这可以唬住一部分人,可仍旧存在风险,很可能会被人挑战。我们需要细节,一些独一无二的细节,以证明在得奖之前我们就对莫迪亚诺无比熟稔。

 

可大热作品意味着大俗,挑选特别冷门的作品又显得有些做作。最关键的是,我们不可能在短时间内通读,也不愿意花费时间成本在这上面。

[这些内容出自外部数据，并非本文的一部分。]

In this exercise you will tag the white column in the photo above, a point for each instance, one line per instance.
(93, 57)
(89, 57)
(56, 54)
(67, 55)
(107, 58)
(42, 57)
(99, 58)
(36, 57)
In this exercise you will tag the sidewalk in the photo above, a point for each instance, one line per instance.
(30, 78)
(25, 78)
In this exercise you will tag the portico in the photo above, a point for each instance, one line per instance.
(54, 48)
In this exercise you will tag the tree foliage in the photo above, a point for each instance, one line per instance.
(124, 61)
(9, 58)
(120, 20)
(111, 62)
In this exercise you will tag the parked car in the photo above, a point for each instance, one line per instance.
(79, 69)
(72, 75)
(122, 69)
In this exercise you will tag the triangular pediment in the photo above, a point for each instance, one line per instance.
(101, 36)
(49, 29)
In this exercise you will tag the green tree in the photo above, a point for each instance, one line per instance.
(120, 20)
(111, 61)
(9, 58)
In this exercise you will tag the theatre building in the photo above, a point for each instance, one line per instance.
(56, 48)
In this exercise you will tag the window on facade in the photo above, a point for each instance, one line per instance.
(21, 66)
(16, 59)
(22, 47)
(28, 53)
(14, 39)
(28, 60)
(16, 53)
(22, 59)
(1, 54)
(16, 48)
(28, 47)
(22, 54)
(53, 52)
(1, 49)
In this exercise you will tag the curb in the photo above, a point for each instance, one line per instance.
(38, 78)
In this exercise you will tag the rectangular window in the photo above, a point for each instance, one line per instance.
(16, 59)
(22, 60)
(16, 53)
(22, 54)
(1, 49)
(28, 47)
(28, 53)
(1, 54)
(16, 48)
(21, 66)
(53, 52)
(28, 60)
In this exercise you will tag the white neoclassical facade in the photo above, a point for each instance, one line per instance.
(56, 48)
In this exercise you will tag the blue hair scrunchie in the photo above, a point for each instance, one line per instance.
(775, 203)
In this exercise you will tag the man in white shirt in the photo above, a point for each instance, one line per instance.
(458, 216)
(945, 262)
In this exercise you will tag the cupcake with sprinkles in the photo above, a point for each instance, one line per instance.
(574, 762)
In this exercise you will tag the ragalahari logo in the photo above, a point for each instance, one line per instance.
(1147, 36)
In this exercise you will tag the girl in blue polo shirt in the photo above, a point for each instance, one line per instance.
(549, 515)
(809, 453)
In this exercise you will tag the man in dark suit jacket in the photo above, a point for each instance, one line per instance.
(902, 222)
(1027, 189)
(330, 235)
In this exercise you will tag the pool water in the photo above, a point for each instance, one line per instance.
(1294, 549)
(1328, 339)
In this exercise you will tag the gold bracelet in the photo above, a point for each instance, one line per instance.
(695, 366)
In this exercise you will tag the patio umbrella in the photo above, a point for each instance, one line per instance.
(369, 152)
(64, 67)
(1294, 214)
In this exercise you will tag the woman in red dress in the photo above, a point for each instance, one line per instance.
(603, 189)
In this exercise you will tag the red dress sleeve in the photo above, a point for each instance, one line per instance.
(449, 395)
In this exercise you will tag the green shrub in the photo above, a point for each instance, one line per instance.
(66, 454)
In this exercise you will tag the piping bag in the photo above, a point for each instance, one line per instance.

这也没关系,可以谈谈莫迪亚诺作品的开头。任何一句平淡无奇的话,只要你说这是一部经典作品的开头,观众会自动脑补出它的魅力。

 

《夜半撞车》的开头是这样的:“在我即将步入成年那遥远的日子里,一天深夜,我穿过方尖碑广场,向协和广场走去。”

 

我们可以啧啧称赞:“即将步入成年的遥远的日子里”这是多么深沉而忧伤的句子啊,活像《活着》开头那句“我比现在年轻十岁的时候。”它们的气质都是相同的。

 

再比如《青春咖啡馆》:“那家咖啡馆有两道门,她总是从最窄的那扇门进出,那扇门人称黑暗之门。”

 

如果你实在想不出来怎么评价这个开头,索性把问题留给听众:“你们在谈论莫迪亚诺?是啊,我也知道他,咱们不妨谈谈《青春咖啡馆》的那个经典开头吧。我在巴黎十六区的小书店里偶尔翻到第一页,就再也移不开视线了——你是怎么想的?”

 

我打赌百分之九十的人会就此败退,不敢再对你有任何质疑。

 

对了,除了开头,莫迪亚诺还有一个好处:他曾经写过一个剧本,还拿了奥斯卡奖。

 

这是一个绝妙的突破口,当我们谈论一个人又要显得很高端时,一定不要用力去谈及他的本身专业,要谈论他的其他成就,四两拨千斤。对李叔同,与其说他的佛法造诣,不如讲讲芳草地碧连天的翻译八卦;对海明威,多讲讲他那杆猎枪的双扳机构造;对君特格拉斯,谈论他的文学作品并不时髦,时髦的是赞扬他的画作和雕塑。

 

对莫迪亚诺也是如此。他的那部电影叫《Lacombe Lucien》(切忌写中文译名),导演是法国新浪潮著名人物路易·马勒,这是他离开法国前的最后一部电影。这部电影的内容很简单,讲一个叫LacombeLucien的法国农民孩子,在纳粹占领期间,本来打算参加反抗军,结果阴差阳错为纳粹服务,乐此不疲,可又偏偏爱上一个犹太女孩,被迫面临矛盾抉择……

 

OK,了解到这里也就差不多了。只要你稍微做一点功课,就会知道莫迪亚诺很热衷于二战背景的创作,又是一个身份发生危机的“海滩人”,这在他很多作品里都有体现。

 

然后要这么说:

 

“很多年前我去法国出差,在一个叫第戎的小镇中转,百无聊赖中,我进了一家小电影院。电影院里只有两三个人,放的还是老片子。我记得片名叫做《LacombeLucien》,讲的是一个法国少年在纳粹和犹太爱人之间的纠葛。那种苦闷与彷徨,那种试图解决自己身份危机却总落回矛盾的挣扎,让我十分触动。电影结束后放出字幕,我才惊觉这是帕特里克的作品。原来我与他作品的相识,居然是那么早的事情了。走出影院,恰逢小雨飘落,我在夜色中看到了《夜巡》,看到了《缓刑》。小说和剧本并没有本质区别,我看到的,是他一直以来试图唤起对最不可捉摸的人类命运之记忆的努力。”

 

最后这句是诺贝尔评委的原话,但说得要轻,要表现得好像评委在评价你和莫迪亚诺似的。

 

不过,毕竟莫迪亚诺不是莫言,攀亲认熟难度很高,谈论往往点到为止,不会持续太久。你可以用一个适用于任何一届诺贝尔奖的高规格结尾,来结束这次谈话。

 

“嗨,怎么说呢,诺贝尔文学奖就是个奖罢了,它取代不了文学本身。作品因为得奖才获得关注,这也算是这个物质和娱乐至上时代的悲哀吧。”